医療に使うとか?と実際に手袋のように手を覆い考え込む。
「タダノ殿、面白い事をしておりますな。魔力は通常、内から溢れ出るもの。それを身体の外で加工し、改めて身を覆うとは。」
いつの間にか側に立つデューク氏。心臓に悪いからそっ立ちは御免被りたい。
「いやー、しかし、魔力で装備を作るとはなかなか面白い。他属性ならば火の手袋やら風の手袋など面白そうですな!」
そう言って豪快に笑うデューク氏。確かに他は兎も角、熱さを感じなければ火の手袋は攻撃にも使えそうである。
水の手袋は、ネバネバはさせれる。
む?吸着手袋か?デューク氏の発言を元に木剣を握ってみる。
一度握ったらそこから魔力を制御しない限り握り直しも出来ない。
全体の粘度を上げるんじゃなく、一部の粘度を上げる。グリップ力を上げるような使い方か。

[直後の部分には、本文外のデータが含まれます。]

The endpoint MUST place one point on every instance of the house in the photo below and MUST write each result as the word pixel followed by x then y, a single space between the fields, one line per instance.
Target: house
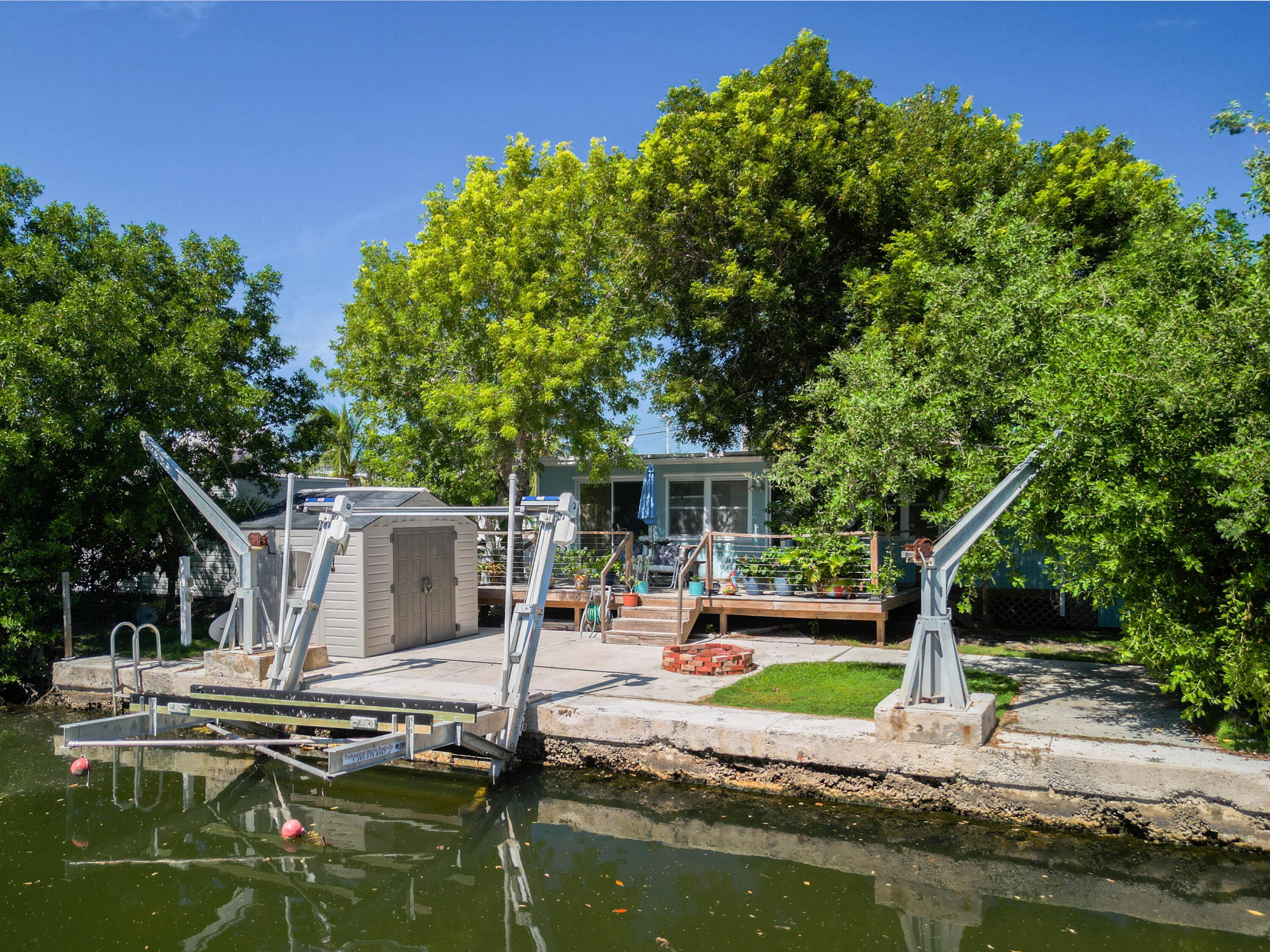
pixel 731 493
pixel 695 493
pixel 403 581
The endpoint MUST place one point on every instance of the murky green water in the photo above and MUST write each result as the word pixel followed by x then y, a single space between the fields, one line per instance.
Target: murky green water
pixel 185 855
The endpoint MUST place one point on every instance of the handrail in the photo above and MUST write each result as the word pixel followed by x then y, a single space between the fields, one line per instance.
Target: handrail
pixel 115 673
pixel 624 546
pixel 687 564
pixel 136 654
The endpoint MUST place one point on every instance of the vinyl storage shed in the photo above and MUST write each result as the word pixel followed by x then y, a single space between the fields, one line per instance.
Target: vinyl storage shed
pixel 402 582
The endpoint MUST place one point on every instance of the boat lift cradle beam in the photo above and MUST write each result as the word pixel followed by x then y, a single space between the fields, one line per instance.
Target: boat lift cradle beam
pixel 247 603
pixel 934 676
pixel 413 724
pixel 558 527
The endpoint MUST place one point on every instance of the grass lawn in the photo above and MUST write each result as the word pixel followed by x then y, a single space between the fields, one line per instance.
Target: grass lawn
pixel 839 688
pixel 1049 648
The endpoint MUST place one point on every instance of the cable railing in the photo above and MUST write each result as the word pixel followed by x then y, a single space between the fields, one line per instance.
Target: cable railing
pixel 840 565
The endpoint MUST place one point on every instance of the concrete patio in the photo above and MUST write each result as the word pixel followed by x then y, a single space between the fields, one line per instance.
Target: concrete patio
pixel 1057 699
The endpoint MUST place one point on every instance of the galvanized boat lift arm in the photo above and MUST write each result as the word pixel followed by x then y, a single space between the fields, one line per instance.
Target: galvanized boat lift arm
pixel 298 625
pixel 558 527
pixel 248 598
pixel 934 674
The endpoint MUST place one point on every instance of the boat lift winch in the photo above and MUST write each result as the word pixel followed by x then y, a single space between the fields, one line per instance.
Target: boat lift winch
pixel 399 726
pixel 934 676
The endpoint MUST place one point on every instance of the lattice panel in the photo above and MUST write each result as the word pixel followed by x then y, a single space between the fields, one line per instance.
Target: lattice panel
pixel 1038 608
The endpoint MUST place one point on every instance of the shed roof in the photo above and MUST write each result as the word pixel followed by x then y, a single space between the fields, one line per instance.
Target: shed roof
pixel 379 497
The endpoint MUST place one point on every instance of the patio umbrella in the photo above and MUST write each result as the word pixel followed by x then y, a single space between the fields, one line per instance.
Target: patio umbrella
pixel 648 498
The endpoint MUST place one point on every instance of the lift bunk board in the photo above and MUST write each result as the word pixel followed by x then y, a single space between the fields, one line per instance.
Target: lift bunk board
pixel 399 726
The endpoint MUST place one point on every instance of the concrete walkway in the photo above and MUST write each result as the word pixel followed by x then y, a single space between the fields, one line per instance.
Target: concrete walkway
pixel 1060 699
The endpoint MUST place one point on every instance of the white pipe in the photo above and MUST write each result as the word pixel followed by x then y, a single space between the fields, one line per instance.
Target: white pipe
pixel 286 559
pixel 511 561
pixel 185 582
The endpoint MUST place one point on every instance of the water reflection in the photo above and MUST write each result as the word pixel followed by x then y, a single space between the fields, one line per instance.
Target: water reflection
pixel 573 861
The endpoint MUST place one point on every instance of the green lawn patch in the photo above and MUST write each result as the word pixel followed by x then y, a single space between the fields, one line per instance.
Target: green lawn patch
pixel 839 688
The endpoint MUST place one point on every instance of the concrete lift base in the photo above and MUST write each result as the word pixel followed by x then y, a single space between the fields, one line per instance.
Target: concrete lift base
pixel 928 724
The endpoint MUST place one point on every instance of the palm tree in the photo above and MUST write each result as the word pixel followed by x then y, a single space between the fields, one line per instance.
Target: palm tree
pixel 343 438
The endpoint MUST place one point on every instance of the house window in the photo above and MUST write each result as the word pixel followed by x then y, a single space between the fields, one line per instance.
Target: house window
pixel 729 506
pixel 687 507
pixel 718 504
pixel 611 507
pixel 596 502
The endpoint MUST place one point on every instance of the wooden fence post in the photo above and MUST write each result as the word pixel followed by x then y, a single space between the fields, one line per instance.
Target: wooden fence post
pixel 66 615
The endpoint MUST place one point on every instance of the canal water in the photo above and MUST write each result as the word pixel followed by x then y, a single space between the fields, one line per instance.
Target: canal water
pixel 181 851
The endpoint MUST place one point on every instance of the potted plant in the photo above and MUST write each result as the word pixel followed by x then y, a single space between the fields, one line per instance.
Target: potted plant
pixel 491 573
pixel 639 572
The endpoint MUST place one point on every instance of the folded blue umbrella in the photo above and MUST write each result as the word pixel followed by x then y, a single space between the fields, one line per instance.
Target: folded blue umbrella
pixel 648 498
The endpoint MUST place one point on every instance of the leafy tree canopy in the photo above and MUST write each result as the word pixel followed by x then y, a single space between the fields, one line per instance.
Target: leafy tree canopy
pixel 503 333
pixel 105 334
pixel 1236 120
pixel 784 212
pixel 1154 361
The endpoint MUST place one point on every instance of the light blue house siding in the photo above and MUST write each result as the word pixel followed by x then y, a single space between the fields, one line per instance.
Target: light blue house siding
pixel 562 475
pixel 729 470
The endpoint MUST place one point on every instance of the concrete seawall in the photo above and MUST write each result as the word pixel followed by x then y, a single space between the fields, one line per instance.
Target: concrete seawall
pixel 1156 792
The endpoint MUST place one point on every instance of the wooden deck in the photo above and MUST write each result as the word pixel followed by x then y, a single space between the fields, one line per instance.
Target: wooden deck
pixel 865 610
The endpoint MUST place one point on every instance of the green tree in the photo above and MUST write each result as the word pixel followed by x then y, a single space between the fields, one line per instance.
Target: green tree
pixel 503 332
pixel 781 214
pixel 103 334
pixel 343 442
pixel 1152 358
pixel 1236 120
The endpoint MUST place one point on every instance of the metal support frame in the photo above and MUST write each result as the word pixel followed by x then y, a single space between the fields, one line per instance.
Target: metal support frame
pixel 185 591
pixel 934 676
pixel 248 602
pixel 298 627
pixel 558 526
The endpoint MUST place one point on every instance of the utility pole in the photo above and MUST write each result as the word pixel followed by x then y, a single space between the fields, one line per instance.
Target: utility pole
pixel 66 615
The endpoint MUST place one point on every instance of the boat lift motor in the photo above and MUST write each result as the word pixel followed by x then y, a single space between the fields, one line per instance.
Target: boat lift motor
pixel 934 676
pixel 248 611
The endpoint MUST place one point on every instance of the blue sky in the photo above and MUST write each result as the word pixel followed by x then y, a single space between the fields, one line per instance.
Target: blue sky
pixel 303 130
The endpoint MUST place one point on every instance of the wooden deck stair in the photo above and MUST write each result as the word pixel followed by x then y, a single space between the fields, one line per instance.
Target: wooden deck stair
pixel 656 621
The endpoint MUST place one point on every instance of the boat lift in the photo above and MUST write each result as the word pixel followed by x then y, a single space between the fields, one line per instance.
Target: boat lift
pixel 399 726
pixel 247 619
pixel 934 676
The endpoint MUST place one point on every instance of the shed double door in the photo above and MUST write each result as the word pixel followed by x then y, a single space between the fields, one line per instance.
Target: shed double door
pixel 423 587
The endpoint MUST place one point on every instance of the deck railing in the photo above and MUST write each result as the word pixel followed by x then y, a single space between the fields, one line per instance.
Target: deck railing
pixel 750 561
pixel 594 555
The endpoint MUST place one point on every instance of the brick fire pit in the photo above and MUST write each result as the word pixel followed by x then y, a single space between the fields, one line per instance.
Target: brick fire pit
pixel 708 659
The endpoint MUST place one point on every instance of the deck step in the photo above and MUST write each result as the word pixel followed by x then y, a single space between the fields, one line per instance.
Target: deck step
pixel 651 625
pixel 638 638
pixel 649 612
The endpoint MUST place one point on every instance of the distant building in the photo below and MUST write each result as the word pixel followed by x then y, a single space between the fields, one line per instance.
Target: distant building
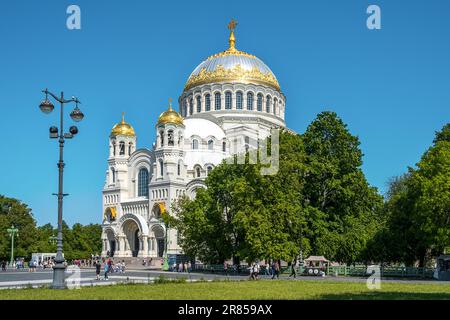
pixel 229 101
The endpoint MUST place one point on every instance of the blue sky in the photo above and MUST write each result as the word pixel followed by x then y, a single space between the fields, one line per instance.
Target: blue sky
pixel 391 86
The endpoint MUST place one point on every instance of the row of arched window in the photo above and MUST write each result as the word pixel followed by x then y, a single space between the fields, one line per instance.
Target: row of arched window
pixel 143 183
pixel 122 148
pixel 268 106
pixel 170 138
pixel 139 209
pixel 114 198
pixel 160 194
pixel 210 144
pixel 180 193
pixel 198 171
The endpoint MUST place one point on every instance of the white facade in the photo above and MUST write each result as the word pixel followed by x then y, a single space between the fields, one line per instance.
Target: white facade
pixel 226 108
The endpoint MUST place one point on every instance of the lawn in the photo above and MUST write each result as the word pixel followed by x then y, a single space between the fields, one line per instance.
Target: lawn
pixel 251 290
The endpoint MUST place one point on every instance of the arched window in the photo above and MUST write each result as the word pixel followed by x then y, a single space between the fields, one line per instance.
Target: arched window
pixel 217 101
pixel 121 148
pixel 161 168
pixel 249 101
pixel 228 100
pixel 170 138
pixel 194 144
pixel 184 110
pixel 268 102
pixel 210 145
pixel 239 100
pixel 143 183
pixel 161 135
pixel 259 102
pixel 208 102
pixel 199 104
pixel 191 107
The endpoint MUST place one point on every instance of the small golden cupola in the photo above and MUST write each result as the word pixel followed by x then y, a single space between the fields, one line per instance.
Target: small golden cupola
pixel 170 116
pixel 123 128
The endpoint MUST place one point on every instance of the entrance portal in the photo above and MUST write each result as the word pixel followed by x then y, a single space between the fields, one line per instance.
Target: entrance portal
pixel 112 245
pixel 136 244
pixel 160 247
pixel 131 231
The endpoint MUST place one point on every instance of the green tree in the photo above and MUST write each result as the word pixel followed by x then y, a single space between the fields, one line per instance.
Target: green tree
pixel 418 209
pixel 344 210
pixel 318 200
pixel 14 212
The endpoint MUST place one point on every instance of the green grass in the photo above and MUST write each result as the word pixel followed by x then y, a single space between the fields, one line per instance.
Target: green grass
pixel 258 290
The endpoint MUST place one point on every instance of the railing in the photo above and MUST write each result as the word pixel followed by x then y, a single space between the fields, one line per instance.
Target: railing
pixel 355 271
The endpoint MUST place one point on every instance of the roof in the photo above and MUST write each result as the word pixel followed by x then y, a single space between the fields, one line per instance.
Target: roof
pixel 202 128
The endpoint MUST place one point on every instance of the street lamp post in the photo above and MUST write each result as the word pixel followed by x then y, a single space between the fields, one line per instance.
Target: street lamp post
pixel 13 232
pixel 46 107
pixel 166 260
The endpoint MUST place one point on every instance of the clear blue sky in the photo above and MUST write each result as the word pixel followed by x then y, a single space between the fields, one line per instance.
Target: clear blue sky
pixel 392 86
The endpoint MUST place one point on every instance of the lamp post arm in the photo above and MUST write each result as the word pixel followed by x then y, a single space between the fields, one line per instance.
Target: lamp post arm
pixel 61 99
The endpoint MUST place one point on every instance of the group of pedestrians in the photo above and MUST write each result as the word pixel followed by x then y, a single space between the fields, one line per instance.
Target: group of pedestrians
pixel 272 270
pixel 181 267
pixel 108 267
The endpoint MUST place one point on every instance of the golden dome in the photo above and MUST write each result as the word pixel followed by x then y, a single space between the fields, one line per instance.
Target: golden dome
pixel 232 65
pixel 123 128
pixel 170 116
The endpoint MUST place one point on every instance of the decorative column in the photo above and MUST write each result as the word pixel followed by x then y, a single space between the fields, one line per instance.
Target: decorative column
pixel 121 242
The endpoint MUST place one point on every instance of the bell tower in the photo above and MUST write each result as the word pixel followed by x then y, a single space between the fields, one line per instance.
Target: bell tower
pixel 168 180
pixel 122 143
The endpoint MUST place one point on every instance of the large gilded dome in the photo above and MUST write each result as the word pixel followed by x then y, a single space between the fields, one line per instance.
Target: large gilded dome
pixel 232 65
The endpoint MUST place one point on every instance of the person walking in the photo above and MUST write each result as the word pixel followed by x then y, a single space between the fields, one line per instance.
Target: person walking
pixel 294 268
pixel 276 270
pixel 106 269
pixel 97 269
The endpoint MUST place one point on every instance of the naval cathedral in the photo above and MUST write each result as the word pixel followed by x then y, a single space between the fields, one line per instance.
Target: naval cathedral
pixel 229 101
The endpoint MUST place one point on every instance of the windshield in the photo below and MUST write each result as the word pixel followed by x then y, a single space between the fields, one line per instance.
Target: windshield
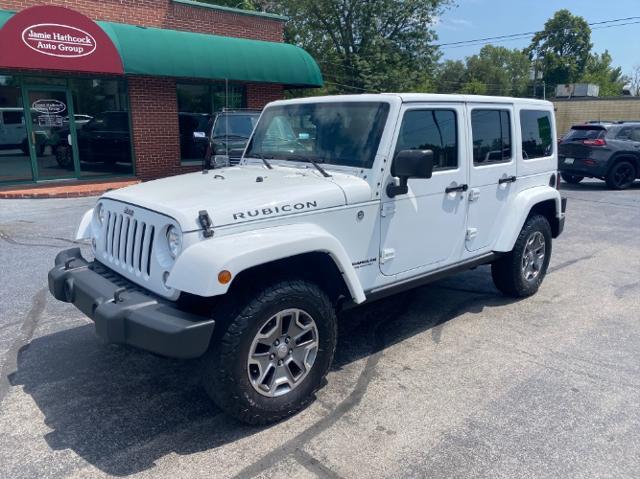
pixel 235 125
pixel 344 133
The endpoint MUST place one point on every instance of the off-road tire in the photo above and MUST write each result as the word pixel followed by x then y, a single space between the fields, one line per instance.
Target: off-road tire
pixel 225 372
pixel 571 179
pixel 507 271
pixel 613 177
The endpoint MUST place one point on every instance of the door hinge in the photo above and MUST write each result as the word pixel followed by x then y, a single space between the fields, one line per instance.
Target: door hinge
pixel 471 233
pixel 388 209
pixel 387 254
pixel 474 194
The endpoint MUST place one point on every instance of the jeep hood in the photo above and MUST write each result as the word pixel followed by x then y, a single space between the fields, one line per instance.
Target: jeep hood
pixel 244 193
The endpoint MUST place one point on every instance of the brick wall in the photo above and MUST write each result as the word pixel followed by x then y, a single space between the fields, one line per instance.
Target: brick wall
pixel 167 14
pixel 153 100
pixel 571 112
pixel 154 119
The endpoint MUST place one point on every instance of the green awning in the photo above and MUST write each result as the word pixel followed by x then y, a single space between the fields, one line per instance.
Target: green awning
pixel 159 52
pixel 172 53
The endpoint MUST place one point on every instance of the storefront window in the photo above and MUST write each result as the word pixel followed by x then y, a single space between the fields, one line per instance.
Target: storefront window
pixel 102 128
pixel 197 106
pixel 15 162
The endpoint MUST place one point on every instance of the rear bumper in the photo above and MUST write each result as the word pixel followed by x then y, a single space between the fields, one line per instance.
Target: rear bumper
pixel 126 314
pixel 580 168
pixel 560 226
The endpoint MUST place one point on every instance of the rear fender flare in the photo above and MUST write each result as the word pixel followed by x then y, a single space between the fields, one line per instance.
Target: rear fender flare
pixel 519 211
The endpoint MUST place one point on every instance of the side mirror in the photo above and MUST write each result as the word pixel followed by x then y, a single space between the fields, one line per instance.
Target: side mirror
pixel 409 164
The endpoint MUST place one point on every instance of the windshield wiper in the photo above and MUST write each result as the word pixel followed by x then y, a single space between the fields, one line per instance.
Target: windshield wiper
pixel 230 135
pixel 260 156
pixel 313 161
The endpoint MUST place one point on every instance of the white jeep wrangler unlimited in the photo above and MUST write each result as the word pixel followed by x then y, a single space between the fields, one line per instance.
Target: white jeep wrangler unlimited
pixel 337 201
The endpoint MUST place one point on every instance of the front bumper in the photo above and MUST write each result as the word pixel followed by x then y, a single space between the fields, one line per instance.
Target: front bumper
pixel 125 313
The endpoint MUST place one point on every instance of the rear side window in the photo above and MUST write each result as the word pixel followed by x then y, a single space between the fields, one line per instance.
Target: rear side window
pixel 434 130
pixel 584 133
pixel 491 136
pixel 535 126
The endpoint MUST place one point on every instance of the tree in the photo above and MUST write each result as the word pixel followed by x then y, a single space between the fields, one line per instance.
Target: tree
pixel 374 45
pixel 501 70
pixel 494 71
pixel 561 51
pixel 633 81
pixel 450 76
pixel 600 72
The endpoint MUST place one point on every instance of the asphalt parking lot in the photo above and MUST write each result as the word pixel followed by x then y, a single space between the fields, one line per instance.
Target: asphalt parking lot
pixel 453 380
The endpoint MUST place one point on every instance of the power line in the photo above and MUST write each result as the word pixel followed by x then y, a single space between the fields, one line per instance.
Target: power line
pixel 522 35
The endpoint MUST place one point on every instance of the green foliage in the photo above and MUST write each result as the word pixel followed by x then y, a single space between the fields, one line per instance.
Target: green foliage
pixel 561 51
pixel 493 71
pixel 600 71
pixel 374 45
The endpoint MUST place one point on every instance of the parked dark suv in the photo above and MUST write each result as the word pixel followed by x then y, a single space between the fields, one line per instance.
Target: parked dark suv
pixel 607 151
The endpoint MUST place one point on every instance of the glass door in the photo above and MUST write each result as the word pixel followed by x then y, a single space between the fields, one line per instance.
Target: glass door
pixel 51 133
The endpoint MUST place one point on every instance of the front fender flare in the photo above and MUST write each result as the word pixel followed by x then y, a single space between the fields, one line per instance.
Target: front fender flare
pixel 84 230
pixel 196 269
pixel 519 210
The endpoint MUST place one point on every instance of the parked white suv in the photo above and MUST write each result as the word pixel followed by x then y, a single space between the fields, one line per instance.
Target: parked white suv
pixel 365 196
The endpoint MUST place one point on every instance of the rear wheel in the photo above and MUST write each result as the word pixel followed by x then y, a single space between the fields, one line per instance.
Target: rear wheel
pixel 621 175
pixel 520 272
pixel 274 354
pixel 571 179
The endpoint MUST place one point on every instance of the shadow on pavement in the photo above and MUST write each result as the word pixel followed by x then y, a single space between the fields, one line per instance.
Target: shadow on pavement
pixel 121 409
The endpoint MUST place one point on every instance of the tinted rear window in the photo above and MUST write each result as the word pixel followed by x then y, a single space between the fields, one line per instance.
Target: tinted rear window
pixel 584 134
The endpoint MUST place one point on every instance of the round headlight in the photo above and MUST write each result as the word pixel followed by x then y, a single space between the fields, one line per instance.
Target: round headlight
pixel 100 214
pixel 174 241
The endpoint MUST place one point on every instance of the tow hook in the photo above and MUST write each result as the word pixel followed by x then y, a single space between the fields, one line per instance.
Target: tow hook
pixel 205 222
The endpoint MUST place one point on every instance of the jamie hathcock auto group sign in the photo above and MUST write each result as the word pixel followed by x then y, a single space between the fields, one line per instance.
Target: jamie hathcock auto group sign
pixel 59 40
pixel 52 38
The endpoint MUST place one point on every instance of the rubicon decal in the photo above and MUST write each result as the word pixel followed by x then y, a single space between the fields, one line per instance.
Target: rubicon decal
pixel 274 210
pixel 59 40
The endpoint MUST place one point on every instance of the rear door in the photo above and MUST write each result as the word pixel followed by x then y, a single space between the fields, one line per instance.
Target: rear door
pixel 492 172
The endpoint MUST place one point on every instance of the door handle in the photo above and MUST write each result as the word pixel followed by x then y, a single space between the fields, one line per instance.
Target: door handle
pixel 451 189
pixel 508 179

うーん、まだ熟練度が足りないのか上手く出来ない。足りない頭を使うのにも疲れたので、自室で休もうと思う。
□
数日後以降、熟練度は急上昇する事になる。
それはある意味、人類の禁忌となる物の発明。
元の世界に存在する男性の味方。
それは両手で包み込む中に想像される。柔らか目のゴムの器にゼリー状の物を入れてあるアレである。
それを思い付いたタダノは心から叫んでしまう程、元世界でのアレの発明者に感動の言葉を募らせたのだった。
つまり、エロは偉大。かつ人はエロの奴隷なのである。